Query #20 is BPE Usage. This query retrieves data from the sys.dm_os_buffer_descriptors dynamic management view. Query #20 is shown in Figure 2.

   1: -- Look at buffer descriptors to see BPE usage by database (Query 20) (BPE Usage) 

   2: SELECT DB_NAME(database_id) AS [Database Name], COUNT(page_id) AS [Page Count],

   3: CAST(COUNT(*)/128.0 AS DECIMAL(10, 2)) AS [Buffer size(MB)], 

   4: AVG(read_microsec) AS [Avg Read Time (microseconds)]

   5: FROM sys.dm_os_buffer_descriptors WITH (NOLOCK)

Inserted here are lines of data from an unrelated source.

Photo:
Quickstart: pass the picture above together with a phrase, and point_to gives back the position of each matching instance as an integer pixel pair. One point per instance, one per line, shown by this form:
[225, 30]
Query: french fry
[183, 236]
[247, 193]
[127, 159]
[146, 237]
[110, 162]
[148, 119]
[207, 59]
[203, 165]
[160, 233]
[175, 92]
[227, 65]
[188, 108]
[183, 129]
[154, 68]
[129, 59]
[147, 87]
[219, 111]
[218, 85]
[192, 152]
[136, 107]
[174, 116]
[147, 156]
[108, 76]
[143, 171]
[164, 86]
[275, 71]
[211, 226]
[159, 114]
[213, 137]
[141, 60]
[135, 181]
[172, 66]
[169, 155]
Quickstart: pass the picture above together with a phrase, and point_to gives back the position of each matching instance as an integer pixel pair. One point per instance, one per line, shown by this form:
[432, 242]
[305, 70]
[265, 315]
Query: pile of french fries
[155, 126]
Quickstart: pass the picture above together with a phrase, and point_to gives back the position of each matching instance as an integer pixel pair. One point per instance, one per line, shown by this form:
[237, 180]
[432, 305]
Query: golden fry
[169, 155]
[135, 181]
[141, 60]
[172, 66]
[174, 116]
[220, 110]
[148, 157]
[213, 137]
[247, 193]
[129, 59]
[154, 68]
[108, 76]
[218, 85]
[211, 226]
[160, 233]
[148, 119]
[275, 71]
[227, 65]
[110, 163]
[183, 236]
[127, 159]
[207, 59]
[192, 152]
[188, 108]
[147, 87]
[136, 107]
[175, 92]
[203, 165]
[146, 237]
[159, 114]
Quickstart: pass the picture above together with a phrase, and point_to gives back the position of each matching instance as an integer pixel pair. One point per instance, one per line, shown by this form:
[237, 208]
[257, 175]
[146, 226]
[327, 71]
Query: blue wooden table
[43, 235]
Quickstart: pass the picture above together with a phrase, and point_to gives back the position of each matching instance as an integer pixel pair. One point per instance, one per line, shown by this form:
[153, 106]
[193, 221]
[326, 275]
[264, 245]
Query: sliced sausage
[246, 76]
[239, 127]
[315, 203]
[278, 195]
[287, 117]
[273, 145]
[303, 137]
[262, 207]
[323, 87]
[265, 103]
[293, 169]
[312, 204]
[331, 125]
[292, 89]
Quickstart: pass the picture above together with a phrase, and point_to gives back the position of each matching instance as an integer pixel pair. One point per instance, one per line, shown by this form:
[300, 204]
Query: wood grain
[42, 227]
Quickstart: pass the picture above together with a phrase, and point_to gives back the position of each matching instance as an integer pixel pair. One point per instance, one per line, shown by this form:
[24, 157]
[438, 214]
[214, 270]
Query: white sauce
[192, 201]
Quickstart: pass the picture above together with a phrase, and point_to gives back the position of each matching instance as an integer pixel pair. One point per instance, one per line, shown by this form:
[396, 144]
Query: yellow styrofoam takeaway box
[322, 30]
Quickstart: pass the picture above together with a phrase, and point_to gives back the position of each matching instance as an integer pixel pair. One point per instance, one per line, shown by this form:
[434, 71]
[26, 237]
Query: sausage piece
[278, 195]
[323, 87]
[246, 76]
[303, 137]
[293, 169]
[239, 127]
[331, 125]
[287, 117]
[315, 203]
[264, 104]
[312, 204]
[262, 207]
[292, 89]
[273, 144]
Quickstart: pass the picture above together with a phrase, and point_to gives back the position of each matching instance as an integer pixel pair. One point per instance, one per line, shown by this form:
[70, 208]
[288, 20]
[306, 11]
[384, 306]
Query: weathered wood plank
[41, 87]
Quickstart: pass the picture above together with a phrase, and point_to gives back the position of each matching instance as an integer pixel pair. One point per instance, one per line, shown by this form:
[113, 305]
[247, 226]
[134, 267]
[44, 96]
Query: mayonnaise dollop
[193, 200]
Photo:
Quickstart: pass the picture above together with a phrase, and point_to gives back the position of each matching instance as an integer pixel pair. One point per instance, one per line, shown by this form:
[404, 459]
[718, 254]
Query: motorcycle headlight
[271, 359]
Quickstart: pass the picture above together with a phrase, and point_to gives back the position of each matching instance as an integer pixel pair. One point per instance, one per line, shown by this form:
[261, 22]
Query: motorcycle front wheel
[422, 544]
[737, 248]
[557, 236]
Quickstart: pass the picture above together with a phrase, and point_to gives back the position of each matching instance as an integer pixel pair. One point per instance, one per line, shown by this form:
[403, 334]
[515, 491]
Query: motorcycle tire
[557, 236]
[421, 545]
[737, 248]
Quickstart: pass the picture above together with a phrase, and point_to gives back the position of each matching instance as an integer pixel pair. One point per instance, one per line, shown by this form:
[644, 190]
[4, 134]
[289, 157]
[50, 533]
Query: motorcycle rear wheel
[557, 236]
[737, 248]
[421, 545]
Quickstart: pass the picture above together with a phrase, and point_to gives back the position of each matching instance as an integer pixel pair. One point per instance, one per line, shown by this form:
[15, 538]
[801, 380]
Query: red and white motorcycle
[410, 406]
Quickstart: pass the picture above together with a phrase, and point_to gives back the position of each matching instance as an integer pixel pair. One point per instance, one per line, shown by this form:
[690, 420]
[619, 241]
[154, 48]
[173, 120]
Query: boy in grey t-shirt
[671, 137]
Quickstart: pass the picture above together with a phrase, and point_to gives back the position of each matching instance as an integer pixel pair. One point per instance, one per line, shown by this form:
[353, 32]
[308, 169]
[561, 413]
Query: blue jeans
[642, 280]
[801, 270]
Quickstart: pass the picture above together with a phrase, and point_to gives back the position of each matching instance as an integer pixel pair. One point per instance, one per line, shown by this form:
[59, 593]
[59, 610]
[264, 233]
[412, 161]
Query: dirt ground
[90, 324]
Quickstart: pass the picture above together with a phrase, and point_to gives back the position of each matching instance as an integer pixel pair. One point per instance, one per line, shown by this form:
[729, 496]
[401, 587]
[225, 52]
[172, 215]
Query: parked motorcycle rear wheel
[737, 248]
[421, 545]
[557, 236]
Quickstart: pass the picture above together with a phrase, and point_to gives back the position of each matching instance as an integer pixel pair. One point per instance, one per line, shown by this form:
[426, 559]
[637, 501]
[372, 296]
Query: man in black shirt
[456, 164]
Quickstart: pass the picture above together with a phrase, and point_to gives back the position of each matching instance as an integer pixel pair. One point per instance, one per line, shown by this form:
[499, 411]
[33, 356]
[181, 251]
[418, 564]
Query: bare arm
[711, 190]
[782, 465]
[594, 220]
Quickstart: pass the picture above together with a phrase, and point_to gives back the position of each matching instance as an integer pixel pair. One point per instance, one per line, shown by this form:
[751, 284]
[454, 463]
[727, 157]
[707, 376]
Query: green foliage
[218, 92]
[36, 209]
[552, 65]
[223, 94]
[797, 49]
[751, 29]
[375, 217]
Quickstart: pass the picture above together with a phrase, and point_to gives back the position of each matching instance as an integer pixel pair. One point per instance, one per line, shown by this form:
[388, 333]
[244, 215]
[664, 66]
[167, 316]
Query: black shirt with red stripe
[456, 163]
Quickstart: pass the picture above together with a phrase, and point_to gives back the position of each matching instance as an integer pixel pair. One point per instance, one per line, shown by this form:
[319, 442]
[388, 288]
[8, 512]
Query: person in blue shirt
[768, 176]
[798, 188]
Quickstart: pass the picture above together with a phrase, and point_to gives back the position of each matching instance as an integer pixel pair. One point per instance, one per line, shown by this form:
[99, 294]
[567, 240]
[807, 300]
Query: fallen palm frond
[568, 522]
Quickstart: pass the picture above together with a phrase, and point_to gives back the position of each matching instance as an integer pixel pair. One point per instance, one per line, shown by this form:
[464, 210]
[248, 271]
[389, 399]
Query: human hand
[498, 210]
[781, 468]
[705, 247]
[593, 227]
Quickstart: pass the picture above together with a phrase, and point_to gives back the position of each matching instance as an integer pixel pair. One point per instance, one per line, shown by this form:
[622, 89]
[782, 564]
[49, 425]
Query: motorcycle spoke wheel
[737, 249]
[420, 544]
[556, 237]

   6: WHERE database_id <> 32767

   7: AND is_in_bpool_extension = 1

   8: GROUP BY DB_NAME(database_id) 

   9: ORDER BY [Buffer size(MB)] DESC OPTION (RECOMPILE);

  10:  

  11: -- You will see no results if BPE is not enabled or if there is no BPE usage

Figure 2: Query #20 BPE Usage

This query (which usually takes a few seconds to run), will show you which databases are actually using your BPE file. I have not seen too many people using the BPE feature so far, which I think is a shame. If you have the right kind of workload, it may help performance. It is certainly worth some testing to try it out.